First published: 2024
Publisher: University of Texas Press
Length: 116 pages
Juneteenth Rodeo
Timeless photos offer a rare portrait of the jubilant, vibrant, vital, nearly hidden and now all-but-vanished world of small-town Black rodeos.
Long before Juneteenth was commemorated officially, saddles were cinched, buckles shined and lassoes adjusted on the Black rodeo circuit in East Texas in honor of the holiday. In the late 1970s, as they had for generations, Black communities across the region held rodeos for the talented cowboys and cowgirls who were segregated from the mainstream circuit. It was here that bestselling Texas writer Sarah Bird, then a young photojournalist, found herself drawn.

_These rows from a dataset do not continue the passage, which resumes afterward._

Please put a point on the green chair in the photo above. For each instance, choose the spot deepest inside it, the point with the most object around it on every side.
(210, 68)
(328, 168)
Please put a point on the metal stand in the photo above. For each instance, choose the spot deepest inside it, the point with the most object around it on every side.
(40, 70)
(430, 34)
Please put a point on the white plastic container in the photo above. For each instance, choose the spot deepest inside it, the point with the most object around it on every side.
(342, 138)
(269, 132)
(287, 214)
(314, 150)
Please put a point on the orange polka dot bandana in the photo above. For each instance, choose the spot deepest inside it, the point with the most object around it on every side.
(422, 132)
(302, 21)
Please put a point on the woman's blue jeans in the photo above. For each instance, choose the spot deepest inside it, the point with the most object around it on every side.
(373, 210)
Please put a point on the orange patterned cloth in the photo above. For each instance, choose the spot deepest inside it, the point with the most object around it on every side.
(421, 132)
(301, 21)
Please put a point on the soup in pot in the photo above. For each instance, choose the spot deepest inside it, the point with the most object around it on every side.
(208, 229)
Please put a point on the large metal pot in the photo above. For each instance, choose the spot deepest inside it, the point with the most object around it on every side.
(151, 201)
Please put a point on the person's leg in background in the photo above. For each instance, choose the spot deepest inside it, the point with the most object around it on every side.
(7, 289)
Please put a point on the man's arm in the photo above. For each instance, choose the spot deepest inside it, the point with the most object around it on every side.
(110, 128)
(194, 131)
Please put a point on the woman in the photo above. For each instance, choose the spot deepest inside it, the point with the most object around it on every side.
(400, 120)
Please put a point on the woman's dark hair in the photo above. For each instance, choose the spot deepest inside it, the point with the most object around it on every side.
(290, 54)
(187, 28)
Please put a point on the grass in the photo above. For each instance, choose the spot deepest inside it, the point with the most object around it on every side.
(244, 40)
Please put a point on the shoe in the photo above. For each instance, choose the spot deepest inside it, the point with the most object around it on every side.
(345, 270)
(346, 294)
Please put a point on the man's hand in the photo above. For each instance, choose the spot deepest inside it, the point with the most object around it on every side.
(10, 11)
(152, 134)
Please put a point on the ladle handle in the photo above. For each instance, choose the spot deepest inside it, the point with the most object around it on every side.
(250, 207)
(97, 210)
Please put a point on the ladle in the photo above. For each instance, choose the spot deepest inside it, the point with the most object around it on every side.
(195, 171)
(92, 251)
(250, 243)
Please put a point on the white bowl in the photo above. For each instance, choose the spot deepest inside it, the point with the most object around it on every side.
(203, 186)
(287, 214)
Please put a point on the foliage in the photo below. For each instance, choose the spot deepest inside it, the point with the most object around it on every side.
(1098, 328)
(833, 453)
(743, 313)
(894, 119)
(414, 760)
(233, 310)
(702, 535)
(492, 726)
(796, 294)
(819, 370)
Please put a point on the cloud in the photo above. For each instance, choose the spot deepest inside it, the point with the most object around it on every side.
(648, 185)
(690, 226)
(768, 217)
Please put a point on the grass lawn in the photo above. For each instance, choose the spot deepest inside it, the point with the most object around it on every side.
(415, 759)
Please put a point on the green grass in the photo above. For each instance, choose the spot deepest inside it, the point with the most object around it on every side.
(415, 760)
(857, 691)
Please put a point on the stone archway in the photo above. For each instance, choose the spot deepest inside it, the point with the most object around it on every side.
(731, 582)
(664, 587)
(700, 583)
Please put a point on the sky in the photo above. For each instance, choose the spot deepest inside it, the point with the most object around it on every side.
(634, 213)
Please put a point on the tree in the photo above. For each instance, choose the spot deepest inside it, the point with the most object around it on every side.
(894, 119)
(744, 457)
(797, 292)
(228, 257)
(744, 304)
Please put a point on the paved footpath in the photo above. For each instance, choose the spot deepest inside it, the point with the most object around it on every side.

In Juneteenth Rodeo, Sarah’s lens captures everything—from the moment the pit master fired up his smoker, through the death-defying rides, to the last celebratory dance at a nearby honky-tonk. Essays by Sarah and sports historian Demetrius Pearson reclaim the crucial role of Black Americans in the Western U.S. and show modern rodeo riders as descendants in a more than 200-year lineage of Black cowboys. Juneteenth Rodeo ultimately seeks to put Black cowboys and cowgirls where they belong: in the center of the frame.